Reducing Contextual Stochastic Bilevel Optimization via Structured Function Approximation
Maxime Bouscary, Jiawei Zhang, Saurabh Amin
TL;DR
This work addresses Contextual Stochastic Bilevel Optimization (CSBO), where the lower-level problem depends on context and is typically intractable due to the need for conditional sampling and solving many inner problems. It proposes a reduction that parameterizes the context-dependent lower-level solution $y^\star(x,\xi)$ with an expressive basis $\Phi$, yielding a standard SBO that can be solved with joint samples from the joint distribution $\mathbb{P}_{(\xi,\eta)}$. Theoretical results show that, when the basis is sufficiently expressive and well-conditioned, the hypergradient of the reduced problem closely approximates the true hypergradient, and an $\epsilon$-stationary CSBO solution can be obtained with $\tilde{O}(\epsilon^{-3})$ complexity; Chebyshev polynomials are shown to satisfy the required conditions, enabling near-optimal rates in a broad class of problems.
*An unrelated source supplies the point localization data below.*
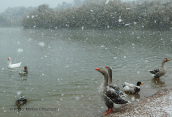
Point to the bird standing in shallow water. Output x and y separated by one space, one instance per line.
24 72
21 101
110 95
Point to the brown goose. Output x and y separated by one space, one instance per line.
110 95
110 82
160 72
21 101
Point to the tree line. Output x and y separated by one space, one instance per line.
103 15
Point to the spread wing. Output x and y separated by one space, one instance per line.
113 96
130 85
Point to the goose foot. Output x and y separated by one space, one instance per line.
107 112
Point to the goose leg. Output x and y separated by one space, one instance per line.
107 112
110 110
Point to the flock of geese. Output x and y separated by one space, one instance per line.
21 101
111 93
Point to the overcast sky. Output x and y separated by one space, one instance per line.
4 4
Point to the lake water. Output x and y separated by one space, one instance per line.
61 65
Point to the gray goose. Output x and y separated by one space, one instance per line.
110 95
160 72
131 88
110 82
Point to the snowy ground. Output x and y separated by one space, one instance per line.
158 105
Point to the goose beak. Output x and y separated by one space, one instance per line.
97 69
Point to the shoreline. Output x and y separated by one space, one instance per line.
159 104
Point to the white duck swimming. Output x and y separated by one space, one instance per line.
13 65
113 85
161 71
131 88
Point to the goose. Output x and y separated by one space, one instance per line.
24 72
21 101
131 88
110 95
161 71
113 85
13 65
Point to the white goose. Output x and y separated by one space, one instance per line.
13 65
131 88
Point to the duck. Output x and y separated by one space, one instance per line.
21 101
110 95
161 71
110 82
13 65
24 72
131 88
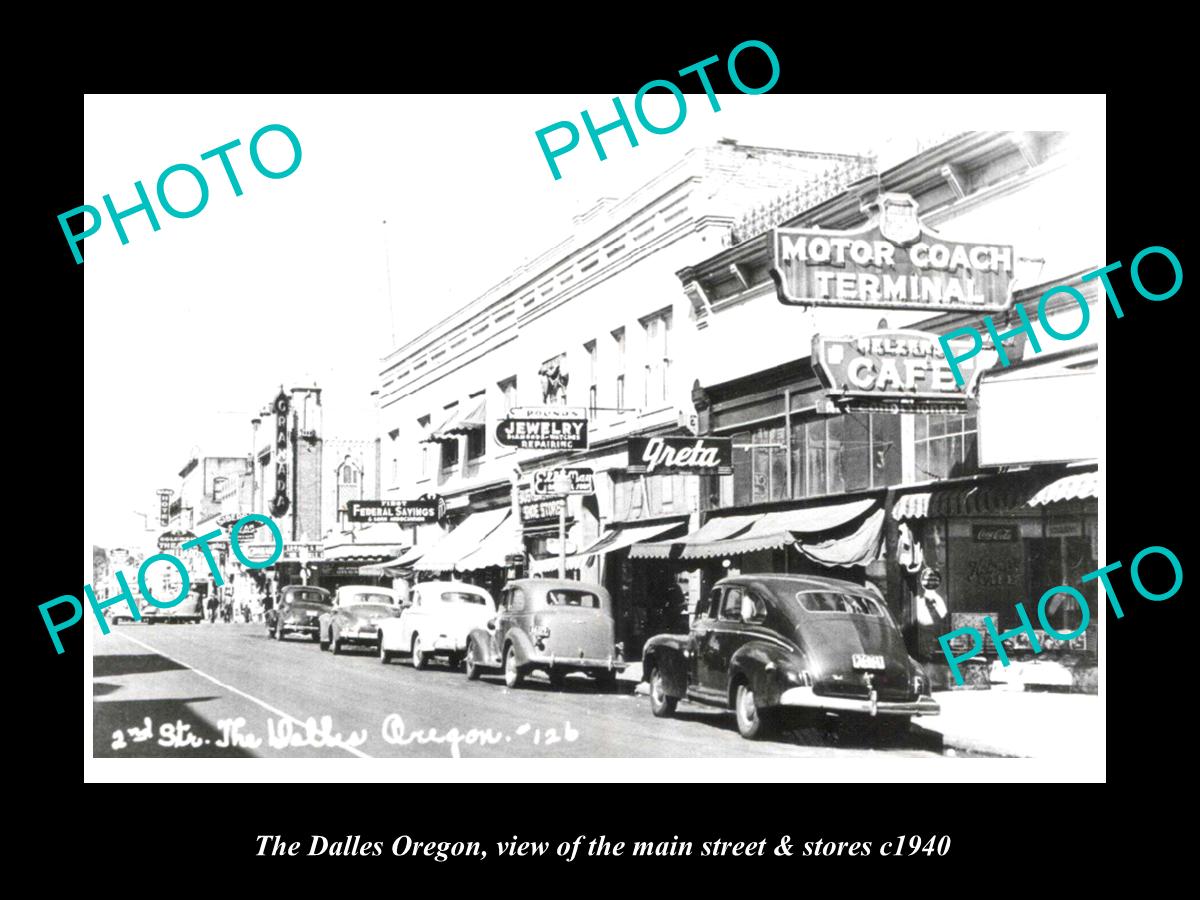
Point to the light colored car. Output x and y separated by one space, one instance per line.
437 623
357 615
Empirical tests on inverse optimization and hyperparameter optimization demonstrate faster convergence, improved sample efficiency, and lower memory usage compared to partition-based CSBO baselines, validating the practical impact of the approach.
Abstract
Contextual Stochastic Bilevel Optimization (CSBO) extends standard stochastic bilevel optimization (SBO) by incorporating context-dependent lower-level problems. CSBO problems are generally intractable since existing methods require solving a distinct lower-level problem for each sampled context, resulting in prohibitive sample and computational complexity, in addition to relying on impractical conditional sampling oracles. We propose a reduction framework that approximates the lower-level solutions using expressive basis functions, thereby decoupling the lower-level dependence on context and transforming CSBO into a standard SBO problem solvable using only joint samples from the context and noise distribution. First, we show that this reduction preserves hypergradient accuracy and yields an $ε$-stationary solution to CSBO. Then, we relate the sample complexity of the reduced problem to simple metrics of the basis. This establishes sufficient criteria for a basis to yield $ε$-stationary solutions with a near-optimal complexity of $\widetilde{O}(ε^{-3})$, matching the best-known rate for standard SBO up to logarithmic factors. Moreover, we show that Chebyshev polynomials provide a concrete and efficient choice of basis that satisfies these criteria for a broad class of problems. Empirical results on inverse and hyperparameter optimization demonstrate that our approach outperforms CSBO baselines in convergence, sample efficiency, and memory usage.